Nurses speak out in support for RaDonda Vaught in advance of sentencing hearing

Attend the online meeting Sunday, May 15: “The defense of RaDonda Vaught and the fight facing health care workers

RaDonda Vaught, a former Vanderbilt University Medical Center (VUMC) nurse, is set to be sentenced Friday by a judge at the Davidson County Criminal Court in Tennessee. Vaught faces up to eight years in prison after being unjustly convicted for a medical error she made in 2017.

In advance of the sentencing, nurses throughout the US and internationally are speaking out over the scapegoating of Vaught for inadequate safety procedures at VUMC and the health care system as a whole. Nurses know that medical errors can happen, particularly with nurses overworked and understaffed.

Nurses are planning on convening at the Tennessee court on Friday, where Judge Jennifer L. Smith will rule on Vaught’s sentence. A Facebook group, Nurses March for RaDonda Vaught, has more than 12,000 members.

They have produced signs with slogans such as, “I am RaDonda,” “Heros to Zeros,” “Happy nurses week! Thank you! Now go to jail” and other expressions of solidarity with RaDonda Vaught.

On Wednesday, the Socialist Equality Party published a statement, “Suspend the sentence of Tennessee nurse RaDonda Vaught! No jail time, fines or penalties!” Nurses and other workers have responded to the statement with a flood of messages of support for Vaught. We are posting a selection of these statements below.

Melissa from Tennessee: “As a healthcare professional for almost 28 years, with most of that at VUMC, I know firsthand the difficulties that exist in the medical system. I stand with RaDonda and will fight for her!”

Jessica, a respiratory therapist in the United States: “RaDonda, what is happening to you is an absolute disgrace! I am a respiratory therapist, and throughout my career we have been understaffed. I have watched nurses and the rest of the hospital workers be just as understaffed.

“I stand in solidarity with you, I have been on the fence about leaving this career full stop, as I have ruined my body in trying to keep up with the hospital’s demands. My heart and soul were broken during this pandemic as I was spit on by people who do not believe in the pandemic, as they were dying from the virus, and my father who decided that FOX News would not lie to him but his daughter would.

“I love taking care of people and still owe a lot of money for my education, but this will not stop with you. We are all at risk of being thrown in prison for being overworked, berated by doctors, managers, patients and their family members for not being able to be everywhere all at once and be expected to go 12+ hours without breaks, food, drinks and bathroom stops, and then possibly making an error that could have been fixed by the administration.

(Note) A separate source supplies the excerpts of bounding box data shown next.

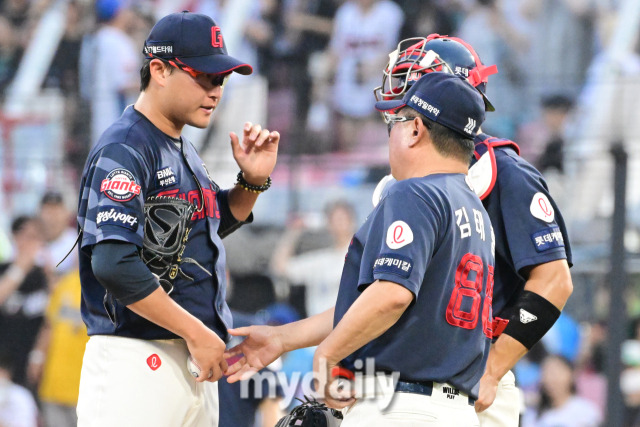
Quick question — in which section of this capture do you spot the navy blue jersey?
[78,107,239,340]
[472,134,571,318]
[334,174,493,396]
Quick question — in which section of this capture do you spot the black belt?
[396,381,476,406]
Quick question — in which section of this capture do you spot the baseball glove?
[142,196,211,294]
[275,396,342,427]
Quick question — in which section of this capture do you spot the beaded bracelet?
[236,171,271,193]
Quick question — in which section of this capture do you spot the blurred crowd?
[0,0,640,427]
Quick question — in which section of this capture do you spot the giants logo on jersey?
[100,168,140,202]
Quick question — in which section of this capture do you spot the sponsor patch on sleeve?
[96,207,139,231]
[156,166,179,187]
[531,227,564,252]
[100,168,141,202]
[387,221,413,249]
[373,254,413,279]
[529,192,555,223]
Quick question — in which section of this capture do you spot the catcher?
[77,12,280,427]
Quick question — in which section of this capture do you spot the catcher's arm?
[225,308,334,383]
[475,259,573,412]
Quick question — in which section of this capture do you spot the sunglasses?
[382,111,431,136]
[149,54,231,87]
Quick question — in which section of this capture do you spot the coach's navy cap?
[376,72,484,138]
[143,11,253,75]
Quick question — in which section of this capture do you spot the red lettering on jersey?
[147,354,162,371]
[158,188,220,220]
[211,27,224,48]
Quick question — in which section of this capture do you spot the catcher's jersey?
[78,106,237,339]
[472,134,572,318]
[334,174,494,396]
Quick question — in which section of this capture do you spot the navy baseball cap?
[143,10,253,75]
[376,72,484,138]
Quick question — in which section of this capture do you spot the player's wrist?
[236,171,271,193]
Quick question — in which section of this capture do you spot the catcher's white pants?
[341,377,479,427]
[77,335,218,427]
[478,371,522,427]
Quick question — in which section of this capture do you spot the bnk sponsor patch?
[100,168,141,202]
[373,254,413,279]
[156,166,178,187]
[531,227,564,252]
[96,207,138,231]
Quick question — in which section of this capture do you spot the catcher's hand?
[275,396,342,427]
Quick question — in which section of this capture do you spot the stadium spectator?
[0,216,48,385]
[0,349,38,427]
[27,268,89,427]
[80,0,142,144]
[39,191,78,280]
[271,200,356,316]
[522,355,602,427]
[329,0,404,151]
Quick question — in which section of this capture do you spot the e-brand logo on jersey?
[100,168,141,202]
[387,221,413,249]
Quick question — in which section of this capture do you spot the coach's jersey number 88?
[446,207,495,338]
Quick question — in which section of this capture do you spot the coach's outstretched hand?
[229,122,280,185]
[224,326,285,383]
[186,327,228,382]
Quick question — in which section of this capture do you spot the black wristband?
[236,171,271,193]
[503,291,560,350]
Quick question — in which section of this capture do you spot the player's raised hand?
[229,122,280,185]
[186,325,228,382]
[475,372,500,412]
[224,326,285,383]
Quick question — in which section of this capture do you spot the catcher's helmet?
[374,34,498,111]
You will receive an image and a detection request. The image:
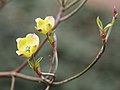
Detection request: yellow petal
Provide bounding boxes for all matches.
[16,51,32,58]
[16,38,27,51]
[26,34,39,46]
[16,34,39,57]
[30,45,38,53]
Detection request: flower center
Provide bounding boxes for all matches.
[25,46,30,53]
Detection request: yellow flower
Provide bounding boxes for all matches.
[35,16,55,34]
[16,34,39,58]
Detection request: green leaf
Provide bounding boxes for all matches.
[28,60,34,69]
[104,23,113,32]
[97,16,103,30]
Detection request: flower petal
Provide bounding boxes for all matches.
[16,51,31,58]
[35,18,45,30]
[45,16,55,28]
[26,33,39,46]
[16,38,27,51]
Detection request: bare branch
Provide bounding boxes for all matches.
[60,0,87,21]
[10,76,15,90]
[65,0,80,10]
[53,44,105,85]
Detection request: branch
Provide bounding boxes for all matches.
[65,0,80,10]
[53,44,105,85]
[60,0,87,21]
[10,76,15,90]
[0,0,10,10]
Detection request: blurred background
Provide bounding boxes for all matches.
[0,0,120,90]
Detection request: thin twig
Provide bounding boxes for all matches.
[10,76,15,90]
[60,0,87,21]
[45,85,50,90]
[53,34,58,74]
[65,0,80,10]
[53,44,105,85]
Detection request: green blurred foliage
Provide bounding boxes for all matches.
[0,0,120,90]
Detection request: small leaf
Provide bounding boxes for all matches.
[97,16,103,30]
[28,60,34,69]
[35,57,43,70]
[104,23,113,32]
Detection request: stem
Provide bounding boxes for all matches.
[53,44,105,85]
[53,34,58,74]
[60,0,87,21]
[65,0,80,10]
[10,76,15,90]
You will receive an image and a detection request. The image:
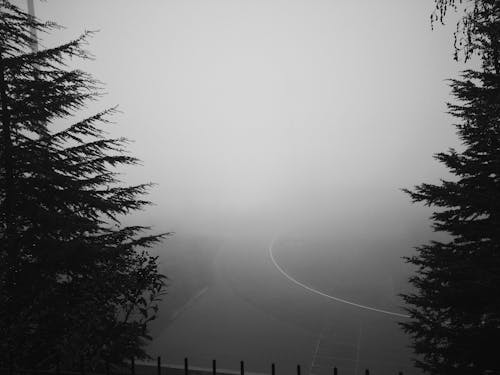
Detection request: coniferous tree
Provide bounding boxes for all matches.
[0,0,165,367]
[402,0,500,375]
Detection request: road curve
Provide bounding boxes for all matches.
[269,237,410,318]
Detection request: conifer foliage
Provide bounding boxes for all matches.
[0,0,166,368]
[402,0,500,375]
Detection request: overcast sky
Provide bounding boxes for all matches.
[33,0,461,238]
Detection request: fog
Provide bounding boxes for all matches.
[36,0,462,371]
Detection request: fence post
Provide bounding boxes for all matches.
[80,355,85,375]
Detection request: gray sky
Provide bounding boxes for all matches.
[34,0,460,238]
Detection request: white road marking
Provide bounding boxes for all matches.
[269,237,410,318]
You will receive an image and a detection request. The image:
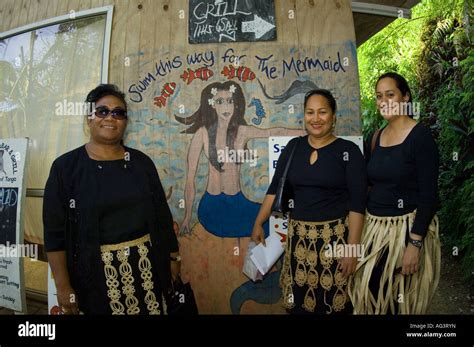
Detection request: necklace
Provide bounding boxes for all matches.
[86,144,123,161]
[308,136,337,165]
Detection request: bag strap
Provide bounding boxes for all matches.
[281,136,301,180]
[370,129,381,153]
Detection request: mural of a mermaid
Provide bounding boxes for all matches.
[175,81,302,238]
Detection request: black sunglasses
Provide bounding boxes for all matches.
[92,106,127,120]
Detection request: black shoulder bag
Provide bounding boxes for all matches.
[272,137,301,214]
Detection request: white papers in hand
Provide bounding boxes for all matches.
[250,233,284,275]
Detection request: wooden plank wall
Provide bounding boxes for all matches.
[0,0,361,313]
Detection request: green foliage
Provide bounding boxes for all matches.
[358,0,474,283]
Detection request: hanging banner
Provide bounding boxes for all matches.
[0,139,28,312]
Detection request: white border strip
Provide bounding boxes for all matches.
[351,1,411,19]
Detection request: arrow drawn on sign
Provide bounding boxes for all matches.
[242,14,275,39]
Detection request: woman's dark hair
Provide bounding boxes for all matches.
[174,81,247,172]
[86,84,127,113]
[375,72,413,111]
[304,89,337,113]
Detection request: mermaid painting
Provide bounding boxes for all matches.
[175,81,304,238]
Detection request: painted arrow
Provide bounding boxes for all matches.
[242,14,275,39]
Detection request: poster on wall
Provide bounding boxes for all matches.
[189,0,276,43]
[0,139,29,312]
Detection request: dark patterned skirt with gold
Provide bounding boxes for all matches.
[280,218,352,314]
[100,235,166,315]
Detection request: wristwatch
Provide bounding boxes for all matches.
[408,236,423,248]
[170,255,181,261]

“An administration that does not care about our patients, only the dollars in their pocketbooks. You deserve better, and all hospital workers should stand with you!”

Tonio in Florida: “Stop the victimization of nurses! End the subordination of health care to profit!”

Yaslyn in Kansas: “Suspend the sentence of RaDonda Vaught! No jail time, penalties or conditions!”

Dora: “Profit before patient care, ridiculous. When will people wake up to where the real problem exists? Anyone is vulnerable as long as the overworked nurse situation continues.”

Todd in Texas: “This is not only scapegoating, but a slippery slope to a nursing crisis worse than what we already have on our hands. Who will want to be a nurse if the possibility of prison hangs over their head?”

Andy from Poland: “Given the conditions under which Ms Vaught was compelled to work, it is perhaps hardly surprising that on one occasion she made a mistake. That this mistake led to the death of a patient is, of course, greatly to be regretted, and one would be callous in the extreme not to imagine the suffering it has caused, and continues to cause, her family.

“However, for the authorities to victimize Ms Vaught is grossly unreasonable since this incident is clearly a result of healthcare being relegated to a position secondary to profit. Let us hope that decency prevails and the charge of criminally negligent homicide against Ms Vaught is finally found to be without justification.”

Barbara from New York: “I support a just culture. Health care systems possess the resources needed to create and continually improve a system to keep patients safe. One solitary nurse is no match for the bully Vanderbilt hospital.

“RaDonda was initially examined by the board of nursing and was not stripped of her license. Vanderbilt hospital chose to have this nurse criminally charged instead of making changes and improvements to their system. Redonda’s sentence should be overturned, she should not have been found guilty and does not deserve any sentence.”

Jamie from Texas: “Short staffing levels cause harm to patients and staff and are intentionally designed for greed. Americans worked hard to pay for insurance, and it is being diluted. Then we are offered lower standards of care than we saw in the past.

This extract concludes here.